5Data Types
Data Types
This chapter describes the ACORD XML data types.
ACORD XML Data Types
The following data types are used to represent all data passed between clients and servers using the messages defined in the ACORD specification. All information elements are based on these data types. Supported data types are discussed in the sections that follow.
Character
Character indicates an element that allows character data up to a maximum number of characters, regardless of the number of bytes required to represent each character. The number after the hyphen specifies the maximum number of characters. For example, C-12 specifies an element of characters with maximum length 12 characters. C-Infinite indicates an element with no maximum length.
Narrow Character
Elements of type Narrow Character are elements of character data type with the additional restriction that the only allowable characters are those contained within the ISO Latin-1 character set.
Boolean
The Boolean data type has two states, true and false. True is represented by the literal character 1 (one), while false is represented by the literal character 0 (zero). Unless otherwise indicated in this specification, an optional element of type Boolean is implied to be not answered if it is absent.
Date and Time Formats
This specification uses the date and time format specified in the ISO 8601 standard. The specification includes five time-related compound data types: YrMon, Date, Time, DateTime, and Timestamp. In all types that describe Date information, the specification uses the Gregorian calendar. Data types including time information refer to a 24-hour clock.

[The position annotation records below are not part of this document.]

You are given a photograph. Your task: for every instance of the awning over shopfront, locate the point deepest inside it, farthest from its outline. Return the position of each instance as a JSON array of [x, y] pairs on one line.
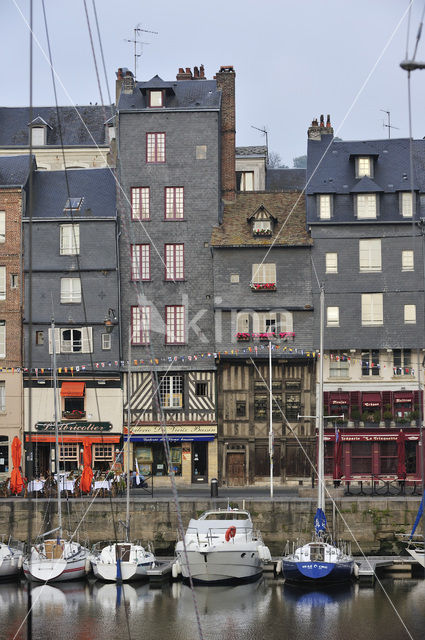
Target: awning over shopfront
[[371, 400], [73, 389]]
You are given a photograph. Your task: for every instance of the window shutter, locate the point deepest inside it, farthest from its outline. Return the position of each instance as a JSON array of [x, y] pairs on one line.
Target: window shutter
[[87, 339], [57, 341]]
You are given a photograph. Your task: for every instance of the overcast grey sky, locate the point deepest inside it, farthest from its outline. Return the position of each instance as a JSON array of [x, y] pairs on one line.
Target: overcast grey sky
[[293, 60]]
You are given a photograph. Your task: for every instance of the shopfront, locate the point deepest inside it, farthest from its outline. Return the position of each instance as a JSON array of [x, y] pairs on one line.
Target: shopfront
[[193, 451]]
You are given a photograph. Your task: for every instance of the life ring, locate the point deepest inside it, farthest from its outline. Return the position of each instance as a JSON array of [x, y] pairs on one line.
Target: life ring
[[230, 533]]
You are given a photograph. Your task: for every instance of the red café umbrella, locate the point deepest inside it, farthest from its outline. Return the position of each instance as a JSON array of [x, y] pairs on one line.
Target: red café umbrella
[[87, 475], [401, 455], [16, 481]]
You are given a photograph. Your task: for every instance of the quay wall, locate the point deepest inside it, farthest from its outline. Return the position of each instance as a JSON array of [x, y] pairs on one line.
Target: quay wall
[[372, 522]]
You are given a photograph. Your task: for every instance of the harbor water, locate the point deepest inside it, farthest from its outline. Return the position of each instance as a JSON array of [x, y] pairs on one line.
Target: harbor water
[[264, 610]]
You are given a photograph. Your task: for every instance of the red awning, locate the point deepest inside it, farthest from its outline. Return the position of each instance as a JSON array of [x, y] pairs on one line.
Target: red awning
[[371, 400], [339, 398], [73, 389]]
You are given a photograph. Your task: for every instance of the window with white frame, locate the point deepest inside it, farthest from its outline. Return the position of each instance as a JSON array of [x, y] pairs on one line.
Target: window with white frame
[[325, 206], [366, 205], [174, 261], [174, 324], [264, 273], [140, 262], [155, 147], [174, 203], [171, 391], [410, 314], [70, 290], [69, 239], [332, 316], [140, 203], [140, 324], [372, 309], [406, 204], [364, 167], [2, 283], [331, 262], [407, 260], [370, 255]]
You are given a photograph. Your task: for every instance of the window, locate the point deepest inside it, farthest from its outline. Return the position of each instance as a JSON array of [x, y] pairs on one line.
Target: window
[[331, 262], [2, 283], [156, 99], [140, 203], [407, 261], [370, 363], [409, 314], [201, 152], [332, 316], [174, 261], [37, 136], [140, 324], [245, 180], [174, 321], [372, 309], [406, 204], [370, 255], [174, 203], [171, 392], [140, 262], [366, 205], [402, 359], [106, 340], [339, 365], [325, 206], [69, 239], [155, 147], [70, 290]]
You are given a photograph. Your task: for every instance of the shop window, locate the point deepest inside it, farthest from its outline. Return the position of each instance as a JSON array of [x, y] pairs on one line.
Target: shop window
[[361, 457], [388, 457]]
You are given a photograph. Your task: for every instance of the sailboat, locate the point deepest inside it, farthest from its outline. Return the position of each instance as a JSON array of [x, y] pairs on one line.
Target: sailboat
[[319, 561], [56, 558], [123, 561]]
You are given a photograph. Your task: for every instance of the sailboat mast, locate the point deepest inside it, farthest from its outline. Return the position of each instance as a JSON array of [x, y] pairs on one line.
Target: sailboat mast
[[320, 462], [55, 404]]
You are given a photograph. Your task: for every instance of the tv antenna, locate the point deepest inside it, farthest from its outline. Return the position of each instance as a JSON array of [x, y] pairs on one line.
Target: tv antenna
[[138, 30], [388, 125]]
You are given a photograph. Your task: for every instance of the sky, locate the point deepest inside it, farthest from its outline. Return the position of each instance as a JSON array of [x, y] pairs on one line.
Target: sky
[[293, 60]]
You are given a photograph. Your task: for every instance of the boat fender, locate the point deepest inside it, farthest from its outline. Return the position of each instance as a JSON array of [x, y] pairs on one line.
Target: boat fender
[[230, 533]]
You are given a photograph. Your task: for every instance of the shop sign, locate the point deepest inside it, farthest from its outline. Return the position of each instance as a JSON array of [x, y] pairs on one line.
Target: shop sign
[[74, 427], [174, 429]]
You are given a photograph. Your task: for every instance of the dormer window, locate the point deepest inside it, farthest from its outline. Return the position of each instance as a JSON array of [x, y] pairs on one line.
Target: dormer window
[[156, 98], [364, 167]]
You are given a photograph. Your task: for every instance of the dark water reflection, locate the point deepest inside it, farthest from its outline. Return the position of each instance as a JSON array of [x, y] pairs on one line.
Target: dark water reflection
[[265, 610]]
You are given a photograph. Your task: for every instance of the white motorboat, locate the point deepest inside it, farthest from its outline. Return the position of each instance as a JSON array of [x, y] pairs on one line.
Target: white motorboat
[[221, 547], [120, 562], [11, 556]]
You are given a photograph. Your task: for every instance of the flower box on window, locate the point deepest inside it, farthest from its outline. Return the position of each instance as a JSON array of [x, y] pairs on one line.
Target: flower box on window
[[263, 286]]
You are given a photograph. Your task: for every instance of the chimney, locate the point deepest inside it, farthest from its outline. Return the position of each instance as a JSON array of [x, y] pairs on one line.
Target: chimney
[[316, 131], [184, 75], [226, 83]]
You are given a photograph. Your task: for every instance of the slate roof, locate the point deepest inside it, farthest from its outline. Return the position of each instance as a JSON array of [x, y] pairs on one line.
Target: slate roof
[[285, 179], [336, 172], [14, 170], [14, 121], [235, 229], [95, 186], [185, 94]]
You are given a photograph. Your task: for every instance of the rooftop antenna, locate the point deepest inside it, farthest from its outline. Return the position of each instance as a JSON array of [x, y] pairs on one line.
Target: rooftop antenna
[[388, 125], [264, 130], [137, 42]]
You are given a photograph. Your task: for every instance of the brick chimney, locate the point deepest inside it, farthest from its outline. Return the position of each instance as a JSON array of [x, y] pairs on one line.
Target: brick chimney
[[316, 131], [226, 83]]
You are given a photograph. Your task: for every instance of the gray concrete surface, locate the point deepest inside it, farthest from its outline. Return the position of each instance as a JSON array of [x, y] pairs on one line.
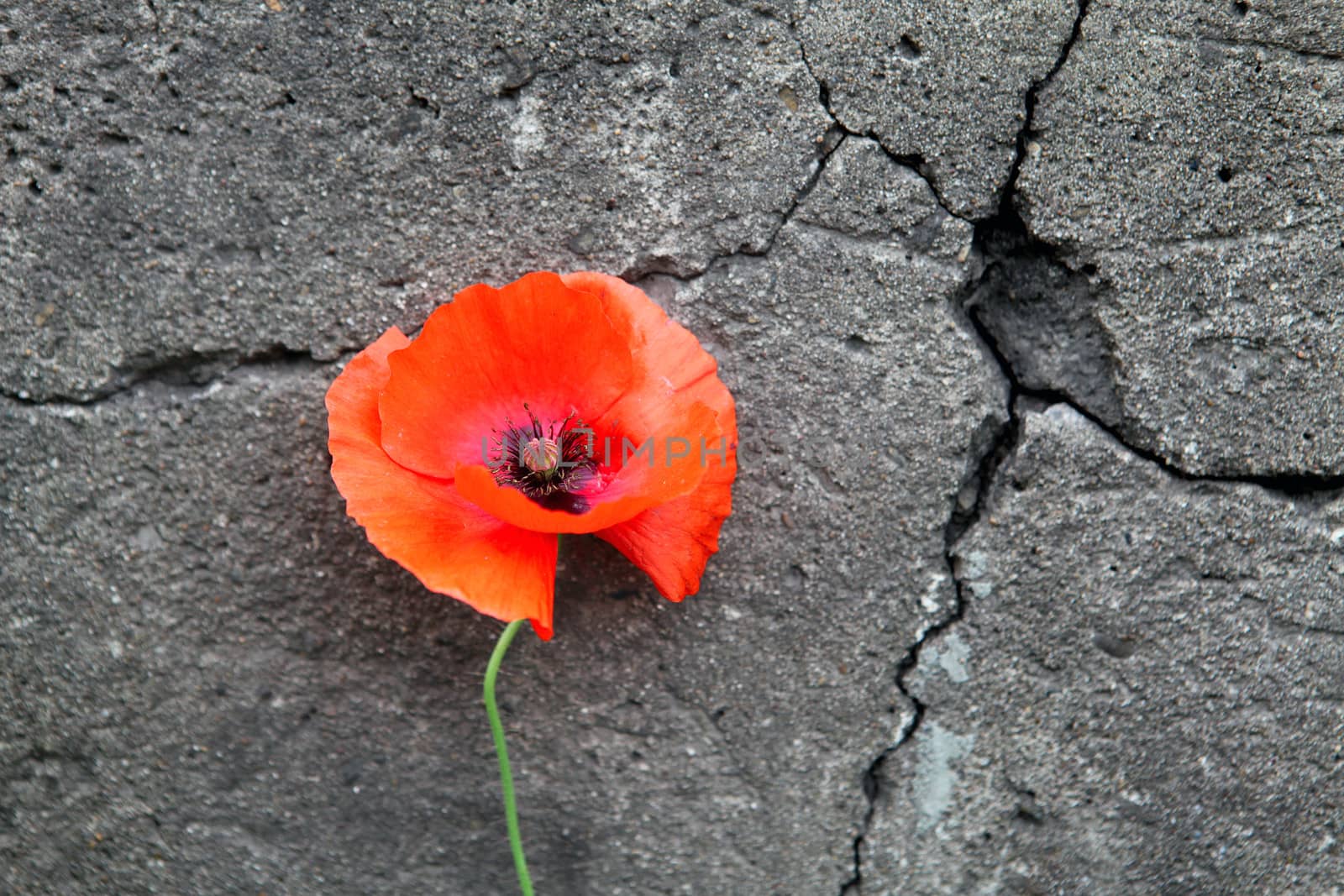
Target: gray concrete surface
[[1032, 316]]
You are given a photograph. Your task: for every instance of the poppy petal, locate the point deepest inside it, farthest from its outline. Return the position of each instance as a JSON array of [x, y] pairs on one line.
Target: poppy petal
[[481, 358], [674, 359], [663, 466], [671, 542], [674, 540], [421, 523]]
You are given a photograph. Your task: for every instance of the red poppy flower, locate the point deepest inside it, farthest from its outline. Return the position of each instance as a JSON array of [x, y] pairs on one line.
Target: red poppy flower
[[553, 405]]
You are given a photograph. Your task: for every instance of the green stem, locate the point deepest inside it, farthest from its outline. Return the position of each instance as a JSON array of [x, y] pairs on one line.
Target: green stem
[[515, 839]]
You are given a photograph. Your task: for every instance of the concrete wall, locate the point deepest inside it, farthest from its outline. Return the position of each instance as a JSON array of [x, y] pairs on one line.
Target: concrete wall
[[1034, 312]]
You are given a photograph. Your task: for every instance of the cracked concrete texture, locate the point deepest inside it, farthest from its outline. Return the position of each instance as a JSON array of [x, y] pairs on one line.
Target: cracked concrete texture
[[927, 658], [223, 181], [938, 83], [222, 688], [1142, 696], [1187, 160]]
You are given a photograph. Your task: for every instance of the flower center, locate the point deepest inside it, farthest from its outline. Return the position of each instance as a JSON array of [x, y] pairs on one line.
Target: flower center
[[553, 465], [542, 456]]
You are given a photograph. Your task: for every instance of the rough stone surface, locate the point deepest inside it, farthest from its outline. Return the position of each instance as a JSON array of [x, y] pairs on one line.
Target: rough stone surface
[[1189, 160], [954, 642], [222, 688], [228, 181], [1142, 694], [941, 83]]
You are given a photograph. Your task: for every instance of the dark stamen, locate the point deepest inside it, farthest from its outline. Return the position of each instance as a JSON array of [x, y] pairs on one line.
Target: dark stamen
[[551, 465]]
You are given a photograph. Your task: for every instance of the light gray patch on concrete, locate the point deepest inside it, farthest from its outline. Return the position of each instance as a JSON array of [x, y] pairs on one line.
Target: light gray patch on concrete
[[951, 656], [188, 186], [1189, 164], [941, 83], [936, 754], [1156, 698]]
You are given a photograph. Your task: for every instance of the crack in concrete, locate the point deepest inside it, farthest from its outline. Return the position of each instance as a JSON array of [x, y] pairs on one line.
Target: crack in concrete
[[830, 143], [999, 449], [192, 369], [914, 161]]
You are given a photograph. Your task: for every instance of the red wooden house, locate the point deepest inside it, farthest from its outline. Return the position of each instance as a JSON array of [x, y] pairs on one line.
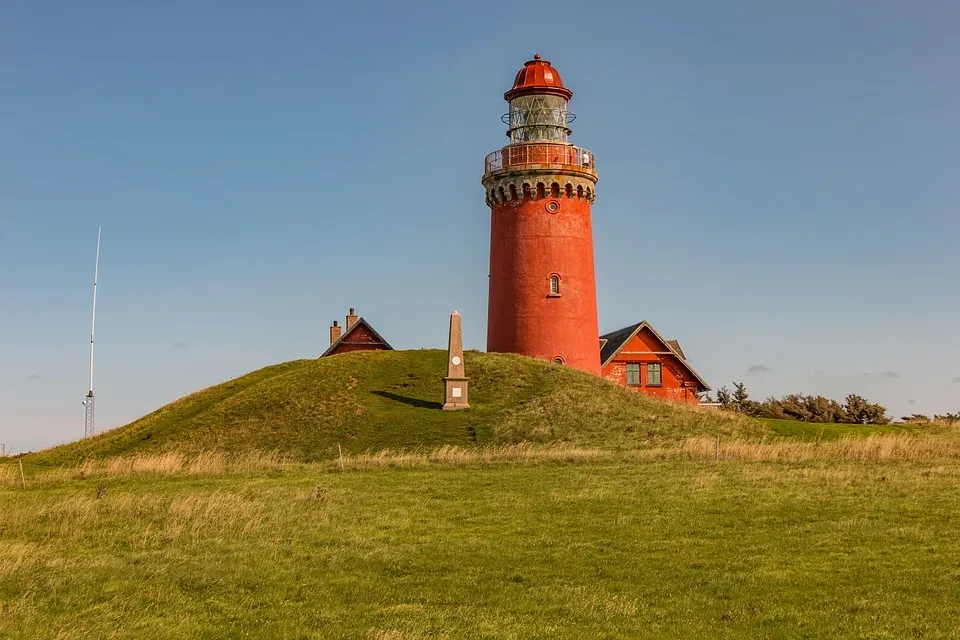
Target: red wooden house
[[638, 358], [356, 335]]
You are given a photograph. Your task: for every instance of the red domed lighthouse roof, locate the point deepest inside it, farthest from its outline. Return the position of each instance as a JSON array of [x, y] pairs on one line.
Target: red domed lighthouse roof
[[537, 76]]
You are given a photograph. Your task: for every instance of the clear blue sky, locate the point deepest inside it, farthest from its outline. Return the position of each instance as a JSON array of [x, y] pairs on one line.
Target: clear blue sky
[[778, 187]]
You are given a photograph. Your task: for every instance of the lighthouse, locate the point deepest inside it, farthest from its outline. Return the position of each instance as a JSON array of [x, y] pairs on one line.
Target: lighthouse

There is one format for representing dates, times, and time zones. The complete form is:
YYYY-MM-DDTHH:mm:ss.ffffff±HH:mm
where all punctuation and the T are literal characters; “YYYY” represents a four-digit year; “MM” represents a two-digit month; “DD” represents a two-digit date; the first “HH” represents a two-digit, 24-hour format hour; the first “mm” represents a two-digit minute; “ss” represents a two-digit second; and “ffffff” represents fractional seconds, and may be of any length. The second “HH” and “mm” describe the time zone offset from coordinated universal time (UTC), in hours and minutes, respectively. The “±” can be either a “+” or a “-” depending on whether the time zone offset is positive or negative.
All date and time types include (with the largest units given first) year, month, day, hour, minute, second, and fractions of a second. Any particular type may include a subset of these possible values. Types including time information (hour, minute, and so on) may also include an offset from Coordinated Universal Time (UTC).
As a general rule for date and time compound data types, values may be entered that omit the smallest logical elements. In every case, the value is taken to mean the same thing as if the minimum values (such as zeros) were included. (The default is always the start of an otherwise ambiguous range for types other than YrMon.) For example, a DateTime value omitting the time portion means the start of the day (12:00 midnight). Note that time zone qualifiers (in time and DateTime values) are exceptions to this rule, as they may be included even if times are not specified to the millisecond.
The logical elements appearing in each of these compound data types are summarized in the following table. “Required” means that the element must occur in all instances of the data type. “Recommended” means that the element should be included in all instances of the data type. “Optional” elements may be omitted from an instance of the data type. Optional elements must be included if smaller elements are to be included. For example, month must not be omitted from a date value if day is included.
Contains | YrMon | Date | Time | DateTime | Timestamp | |
---|---|---|---|---|---|---|
Year |
YYYY 0000-9999 |
Required |
Required |
N/A |
Required |
Required |
Month |
MM 01-12 |
Required |
Optional |
N/A |
Required |
Required |
Day |
DD 01-31 |
N/A |
Optional |
N/A |
Required |
Required |
Hours |
HH 0-23 |
N/A |
N/A |
Required |
Optional |
Required |
Minutes |
MM 0-59 |
N/A |
N/A |
Optional |
Optional |
Required |
Seconds |
SS 0-60 |
N/A |
N/A |
Optional |
Optional |
Required |
Fractional Seconds |
XXX (minimum) Precision is determined by the implementation |
N/A |
N/A |
Optional |
Optional |
Optional |
UTC offset (time zone indication) |
Hours/Minutes -12:59 to +12:59 |
N/A |
N/A |
Recommended |
Recommended |
Recommended |
YrMon
Elements of data type YrMon contain an indication of a particular month. This data type describes a unique period of time (not a repeating portion of every year
Tags specified as type YrMon accept years and months in the YYYY-MM format.
Date
Elements of data type Date contain an indication of a particular day. This data type describes a unique period of time, normally 24 hours (not a repeating portion of every year).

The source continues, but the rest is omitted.